Your Show of Shows
Art gallery picks of the month: More is more, you've got mail and the art of charity
Maximalism is the new minimalism, charity is the new chic, and everyone loves getting a piece of mail. Or so one can surmise from this round-up of the last essential shows of the summer.
SATURATION POINTS and SOUTHERN OBSESSIONS, Lilian Garcia-Roig and Mark Messersmith, at Valley House Gallery & Sculpture Garden
Opening reception: August 24, 6-8:30 pm
Art talk with Lilian Garcia-Roig: September 14, 11 am
Exhibition dates: August 24-September 21
Minimalism is easily defined, but maximalism is a little harder to put one’s finger on. Tallahassee, Florida-based artists Lilian Garcia-Roig and Mark Messersmith both subscribe to a “more is more” philosophy that makes their upcoming dual show at Valley House a treat for the senses.
Responding to the natural world with a narrative and dialogue not often present in your typical painting of a pretty vista, Garcia-Roig’s layered landscapes and Messersmith’s “aesthetic overdose” of floral and fauna may take the viewer more than a second look to fully absorb.
“Lilian works very intensely with landscapes; she loves the edges and transition areas,” says Valley House director Laura Green. “And Mark makes his paintings like sculptures. They have diorama elements and pediments, which plays into maximalism.
“They both have this desire to have more in their work, and even though it’s very different, that’s a common thread.”

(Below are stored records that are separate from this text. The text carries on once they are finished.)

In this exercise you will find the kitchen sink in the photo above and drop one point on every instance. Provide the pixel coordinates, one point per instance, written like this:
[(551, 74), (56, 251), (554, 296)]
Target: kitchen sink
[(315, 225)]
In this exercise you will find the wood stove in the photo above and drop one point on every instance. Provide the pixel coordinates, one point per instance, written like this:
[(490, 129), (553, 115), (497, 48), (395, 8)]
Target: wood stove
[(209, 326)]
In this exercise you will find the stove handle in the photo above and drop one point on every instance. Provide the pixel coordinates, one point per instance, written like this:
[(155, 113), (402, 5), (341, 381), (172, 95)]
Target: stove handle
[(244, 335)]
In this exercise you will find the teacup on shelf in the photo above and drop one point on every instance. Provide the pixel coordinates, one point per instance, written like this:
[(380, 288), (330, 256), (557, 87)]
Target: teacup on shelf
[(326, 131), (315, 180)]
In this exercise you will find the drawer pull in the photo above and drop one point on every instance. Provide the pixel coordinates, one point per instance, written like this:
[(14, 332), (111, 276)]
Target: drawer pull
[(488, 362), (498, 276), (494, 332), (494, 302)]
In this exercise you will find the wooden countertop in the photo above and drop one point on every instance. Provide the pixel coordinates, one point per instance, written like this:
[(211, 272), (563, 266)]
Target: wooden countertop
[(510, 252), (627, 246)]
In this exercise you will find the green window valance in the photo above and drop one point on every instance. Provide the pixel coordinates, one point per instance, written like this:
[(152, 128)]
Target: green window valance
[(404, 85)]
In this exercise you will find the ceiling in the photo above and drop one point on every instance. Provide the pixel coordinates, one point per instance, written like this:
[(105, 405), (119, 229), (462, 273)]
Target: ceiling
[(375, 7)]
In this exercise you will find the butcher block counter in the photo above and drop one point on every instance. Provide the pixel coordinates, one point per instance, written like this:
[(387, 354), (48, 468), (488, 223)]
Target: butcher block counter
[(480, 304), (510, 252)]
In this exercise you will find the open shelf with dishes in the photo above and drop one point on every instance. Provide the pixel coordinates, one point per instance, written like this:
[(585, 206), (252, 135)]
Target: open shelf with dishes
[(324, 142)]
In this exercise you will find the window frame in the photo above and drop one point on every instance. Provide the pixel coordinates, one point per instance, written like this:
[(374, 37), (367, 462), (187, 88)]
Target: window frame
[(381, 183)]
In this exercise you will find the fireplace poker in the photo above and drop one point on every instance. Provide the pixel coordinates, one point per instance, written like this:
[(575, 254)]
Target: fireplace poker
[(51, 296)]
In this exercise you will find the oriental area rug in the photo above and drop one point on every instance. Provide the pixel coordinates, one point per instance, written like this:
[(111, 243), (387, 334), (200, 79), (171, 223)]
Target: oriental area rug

Garcia-Roig — who is also unveiling a September show at the McKinney Avenue Contemporary and prepping for an October visiting artist stint at SMU — is a longtime exhibitor at Valley House who brought Messersmith into the fold. Together, their show has a lusciousness reflected in their unique techniques and the verdant scenery they portray.

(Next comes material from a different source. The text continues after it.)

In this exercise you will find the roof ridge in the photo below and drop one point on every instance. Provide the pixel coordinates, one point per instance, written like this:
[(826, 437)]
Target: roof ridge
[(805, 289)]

PICKING UP THE PIECES, various artists, at Gallery at Midtown
Exhibition and auction date: August 17, 6 pm
One man’s trash is another man’s treasure. The devastation of the recent Cleburne, Texas and Shawnee, Oklahoma tornadoes resulted in a plethora of debris — raw materials that led to inspiration for more than 100 Dallas-based artists.
This local talent spent six weeks transforming repurposed items — everything from Christmas ornaments to a fur stole — into original artwork to be auctioned off to benefit those affected by these disasters.

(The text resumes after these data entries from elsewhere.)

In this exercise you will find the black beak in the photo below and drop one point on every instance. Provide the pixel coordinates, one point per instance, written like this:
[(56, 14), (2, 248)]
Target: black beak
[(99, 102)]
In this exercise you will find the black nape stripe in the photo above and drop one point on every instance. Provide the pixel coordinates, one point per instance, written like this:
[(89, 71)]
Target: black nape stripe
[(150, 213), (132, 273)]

GOING POSTAL, work by Michael Corris, Gary Farrelly, John Pomara and Sam Schonzeit, at RE Gallery
Opening reception: August 16, 7-10 pm
Art talk: August 18, 7-9 pm
Exhibition dates: August 16-September 14
With the disappearance of the well-written letter and the decline of the thank you note, getting a tangible object via the U.S. mail that isn’t a Pottery Barn catalog has never been more desirable.
Imagine if that tangible object was a piece of art? That is the premise behind curator and gallery owner Wanda Dye’s upcoming show “Going Postal.” Featuring painters living in locales as far-flung as Pickering Forest, Ireland, and Marfa, Texas, the exhibit explores a diverse collective of art production, processes and materials all linked by the act of mailing.
“Gary Farrelly approached me last summer wanting to do a mail art show and started sending me art from January up until now,” Dye says. “I opened the show up to practices that engage through material or the process of mailing artwork using the postal system as a curatorial system.”
Pieces are as diverse as Sam Schonzeit’s colorful postcards or John Pomara’s Pantone-ized subscription cards, and some have changed or evolved as they moved through the postal system — a surprisingly mutable journey for these original, accessible works.